Factory activity in China shrank for a fifth straight month in March, hit by declining order books and disappointing exports. That partly reflects the weakness of economies in Europe, China’s single biggest export partner. The PMIs pointed to a worsening of the euro zone economy with recession there now looking unavoidable. Investors immediately hedged exposures to trades betting on a rebound in global growth.

Europe flags again
Markit’s Eurozone Composite PMI declined unexpectedly to 48.7 in March from 49.3 in February, a full point below the economists’ consensus of 49.7 and capping the first quarter of the year in disappointing style.

Most worryingly, the surveys suggested business activity in economic heavyweights France and Germany is starting to flag, with job losses mounting across the bloc at the fastest pace since March 2010.

“While we still see a good chance of the recession in the euro zone coming to an end in spring, it seems unreasonable to expect more than an anaemic upward movement in the further course of this year,” said Christoph Weil, economist at Commerzbank in Frankfurt, in a research note.

PMI compiler Markit said the surveys were consistent with a decline of 0.1 per cent in euro zone gross domestic product during the first quarter, following on from the 0.3 per cent decline seen in the last three months of 2012.

With France and Germany now struggling, Markit said it was hard to see what could drive the currency union forward in the months ahead, especially since many of its smaller countries are already mired in recession.

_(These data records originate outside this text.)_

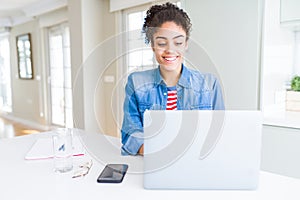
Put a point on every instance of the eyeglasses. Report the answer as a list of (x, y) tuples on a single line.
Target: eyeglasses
[(84, 169)]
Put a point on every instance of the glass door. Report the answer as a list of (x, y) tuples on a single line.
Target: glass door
[(5, 74), (60, 76)]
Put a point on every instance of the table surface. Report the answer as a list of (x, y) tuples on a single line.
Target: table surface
[(35, 179)]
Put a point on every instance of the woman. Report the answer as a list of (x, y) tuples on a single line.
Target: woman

“The austerity measures implemented there are going to keep some major economies such as Italy and Spain in recession, which is going to damage the region as a whole,” said Chris Williamson, chief economist at Markit.

By contrast, Britain should at least avoid a recession, but hopes the UK economy will pick up momentum were dealt a blow on Thursday with news that retail sales suffered their biggest monthly fall in nine months in February.